A. Representative Western Blot images of total and phosphorylated CaMKII at T287 and GAPDH, obtained from heart homogenates from CTL and MetS rats in the presence (1 μM) or absence of isoproterenol (ISO). B. CaMKII protein expression normalized against corresponding GAPDH C. Phosphorylation levels of CaMKII at T287 normalized against corresponding total CaMKII. Data are expressed as mean ± SE, N= 5 animals for each experimental condition. *P ≤ 0.05 with respect to the CTL group.

Figure 6.. Incubation with AIP prevents exacerbated diastolic Ca²⁺ leak induced by the β-adrenergic stimulus in isolated MetS cardiomyocytes.

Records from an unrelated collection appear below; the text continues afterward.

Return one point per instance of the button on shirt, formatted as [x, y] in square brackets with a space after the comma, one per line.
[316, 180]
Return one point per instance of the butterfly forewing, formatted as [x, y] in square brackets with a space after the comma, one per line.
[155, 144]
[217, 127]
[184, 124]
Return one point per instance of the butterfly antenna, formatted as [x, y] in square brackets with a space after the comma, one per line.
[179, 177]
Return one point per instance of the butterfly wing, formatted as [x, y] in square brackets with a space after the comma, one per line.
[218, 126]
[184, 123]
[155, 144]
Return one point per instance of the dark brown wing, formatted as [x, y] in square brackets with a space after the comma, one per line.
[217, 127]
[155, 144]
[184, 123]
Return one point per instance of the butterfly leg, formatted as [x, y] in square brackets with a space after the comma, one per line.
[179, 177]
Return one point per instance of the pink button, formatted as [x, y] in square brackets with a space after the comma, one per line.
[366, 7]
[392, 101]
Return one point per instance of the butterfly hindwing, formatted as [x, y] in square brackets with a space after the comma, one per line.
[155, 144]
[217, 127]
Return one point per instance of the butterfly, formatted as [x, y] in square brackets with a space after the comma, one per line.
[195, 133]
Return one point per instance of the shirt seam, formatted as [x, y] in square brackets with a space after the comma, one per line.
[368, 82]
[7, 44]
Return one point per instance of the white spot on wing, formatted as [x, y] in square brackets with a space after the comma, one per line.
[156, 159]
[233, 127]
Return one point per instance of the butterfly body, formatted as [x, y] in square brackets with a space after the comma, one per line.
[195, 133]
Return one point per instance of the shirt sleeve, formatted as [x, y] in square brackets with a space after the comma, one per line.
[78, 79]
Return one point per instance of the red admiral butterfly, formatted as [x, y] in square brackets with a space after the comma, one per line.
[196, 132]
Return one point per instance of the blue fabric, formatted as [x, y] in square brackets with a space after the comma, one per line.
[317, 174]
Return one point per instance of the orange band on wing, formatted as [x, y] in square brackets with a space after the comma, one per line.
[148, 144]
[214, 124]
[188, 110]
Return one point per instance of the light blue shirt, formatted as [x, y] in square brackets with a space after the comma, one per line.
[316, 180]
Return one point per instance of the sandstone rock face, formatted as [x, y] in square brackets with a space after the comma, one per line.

Representative pseudo-colored confocal images of Ca²⁺ sparks (A) and Ca²⁺ waves (B) recorded in quiescent Fluo-3 loaded cardiomyocytes from CTL and MetS rats pre-incubated with AIP 10 μM, in the presence or absence of isoproterenol (ISO, 100 nM). Bar graphs of Ca²⁺ spark frequencies (C, in events/s * 100 μm) and Ca²⁺ wave frequencies (D, events/s) for the different experimental conditions. E. Caffeine-evoked Ca²⁺ transient amplitude (ΔF/F₀) of Fluo 3-loaded cardiomyocytes from CTL and MetS rats pretreated with AIP (10 μM), and perfused with recording solution in the presence of isoproterenol (ISO, 100 nM) or in its absence. F. Bar graph of basal fluorescence (F₀) determined in Fluo 3-loaded, AIP-treated cardiomyocytes of CTL and MetS rats before and after ISO administration. All values are presented as mean ± SE. Ca²⁺ sparks, Ca²⁺ waves and F₀ data are obtained from n=25 cells from N= 6 rats for each experimental condition. Caffeine-evoked Ca²⁺ transient data are obtained from n_CTL= 9 cells, n_CTL+ISO= 6 cells, n_MetS= 9 cells and n_MetS+ISO= 9 cells, from N = 3 rats for each experimental condition. *P ≤ 0.05 respect to the CTL group, † P ≤ 0.05 respect to the CTL + ISO group and # P ≤ 0.05 respect to the MetS group.